In commenting on the enforceability of liquidated damage clauses in general, Professor Corbin has noted that the requirement is for a "reasonable pre-estimate", and that "[r]easonableness in retrospect is not always the same as reasonableness in prospect. Hindsight sometimes demonstrates the error in foresight. Here, too, it is often said that it is enough that it was a reasonable forecast and that it is immaterial what the later event turned out to be." A. Corbin, Corbin on Contracts § 1059, at 346-347 (1964) (emphasis added).
It thus appears that the General Assembly has placed primary responsibility for determining which insurance policy provisions are in accord with public policy in the Commissioner of Insurance. A review of the regulations published by that official reveals that (1) insurance policies are given close examination, (2) many provisions and types of policies are proscribed altogether, and (3) the 90-day clause which the majority here strikes down has not been condemned by the Commissioner.

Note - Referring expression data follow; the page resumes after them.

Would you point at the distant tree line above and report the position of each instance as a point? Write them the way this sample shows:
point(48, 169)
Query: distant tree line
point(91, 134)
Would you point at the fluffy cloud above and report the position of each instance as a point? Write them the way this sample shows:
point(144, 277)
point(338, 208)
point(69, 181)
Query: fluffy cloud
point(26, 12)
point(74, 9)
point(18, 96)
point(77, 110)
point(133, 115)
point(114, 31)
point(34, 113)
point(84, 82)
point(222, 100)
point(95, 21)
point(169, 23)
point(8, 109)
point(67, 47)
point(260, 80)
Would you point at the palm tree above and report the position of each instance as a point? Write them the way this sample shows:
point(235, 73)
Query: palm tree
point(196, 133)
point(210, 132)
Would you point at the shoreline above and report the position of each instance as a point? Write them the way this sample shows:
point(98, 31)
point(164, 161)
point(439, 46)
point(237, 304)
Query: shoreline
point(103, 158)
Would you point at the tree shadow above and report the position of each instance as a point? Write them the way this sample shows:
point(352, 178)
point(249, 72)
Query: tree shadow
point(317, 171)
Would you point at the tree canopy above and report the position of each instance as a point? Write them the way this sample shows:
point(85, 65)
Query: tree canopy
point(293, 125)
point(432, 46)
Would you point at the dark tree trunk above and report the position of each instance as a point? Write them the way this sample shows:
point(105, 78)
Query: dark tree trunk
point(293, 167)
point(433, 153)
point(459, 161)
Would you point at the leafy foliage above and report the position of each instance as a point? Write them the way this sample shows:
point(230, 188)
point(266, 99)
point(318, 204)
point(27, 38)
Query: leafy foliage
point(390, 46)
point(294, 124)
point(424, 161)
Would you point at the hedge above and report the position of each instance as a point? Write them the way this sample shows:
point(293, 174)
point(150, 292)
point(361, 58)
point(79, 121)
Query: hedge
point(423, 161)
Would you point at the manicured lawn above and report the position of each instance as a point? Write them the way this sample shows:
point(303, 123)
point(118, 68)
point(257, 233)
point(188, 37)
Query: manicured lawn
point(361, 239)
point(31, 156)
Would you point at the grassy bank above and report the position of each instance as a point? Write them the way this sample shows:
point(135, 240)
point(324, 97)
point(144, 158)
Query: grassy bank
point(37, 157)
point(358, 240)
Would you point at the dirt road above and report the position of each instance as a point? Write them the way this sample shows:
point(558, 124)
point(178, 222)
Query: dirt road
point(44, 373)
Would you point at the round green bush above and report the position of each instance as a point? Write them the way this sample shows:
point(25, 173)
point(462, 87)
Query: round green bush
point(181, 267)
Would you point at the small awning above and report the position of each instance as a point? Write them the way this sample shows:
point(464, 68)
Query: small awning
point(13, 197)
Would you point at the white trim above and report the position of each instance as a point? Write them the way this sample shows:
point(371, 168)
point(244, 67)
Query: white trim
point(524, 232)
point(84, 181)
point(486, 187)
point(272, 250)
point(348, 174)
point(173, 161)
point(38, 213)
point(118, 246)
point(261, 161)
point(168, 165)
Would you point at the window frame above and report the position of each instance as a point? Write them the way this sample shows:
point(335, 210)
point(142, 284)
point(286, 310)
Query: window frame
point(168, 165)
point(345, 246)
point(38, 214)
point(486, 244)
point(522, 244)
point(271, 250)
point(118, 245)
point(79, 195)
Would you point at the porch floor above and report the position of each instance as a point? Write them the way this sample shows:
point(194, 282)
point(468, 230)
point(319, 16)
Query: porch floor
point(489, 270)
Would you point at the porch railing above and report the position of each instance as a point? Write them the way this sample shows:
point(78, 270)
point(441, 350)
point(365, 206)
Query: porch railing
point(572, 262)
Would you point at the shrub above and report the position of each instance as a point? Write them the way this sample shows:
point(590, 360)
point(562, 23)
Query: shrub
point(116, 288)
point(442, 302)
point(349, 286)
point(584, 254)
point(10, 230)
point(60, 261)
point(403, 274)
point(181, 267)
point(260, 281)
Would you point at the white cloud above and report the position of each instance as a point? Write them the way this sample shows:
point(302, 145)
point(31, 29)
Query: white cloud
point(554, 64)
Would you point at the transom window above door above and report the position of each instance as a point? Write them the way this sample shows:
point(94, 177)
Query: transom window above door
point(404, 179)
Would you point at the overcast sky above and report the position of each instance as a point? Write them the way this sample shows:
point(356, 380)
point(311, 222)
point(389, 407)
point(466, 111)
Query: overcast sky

We must assume that this particular contract was approved by the Commissioner. Longenberger v. Prudential Ins. of America, 121 Pa.Super. 225, 183 A. 422 (1936).
Although the appellee-insurer has not advanced the proposition, I venture to suggest that the doctrine of primary administrative jurisdiction might well apply here and require the plaintiff-appellant to obtain first the views of the Commissioner of Insurance through an administrative proceeding as to whether the 90-day limitation at issue here violates public policy. See Weston v. Reading Company, 445 Pa. 182, 282 A.2d 714 (1971). Even were the Commissioner inclined to view this provision as violative of public policy, it is most unlikely that he would attempt to give his opinion retroactive effect, thus upsetting the statistical balance through which insurance rates have been established.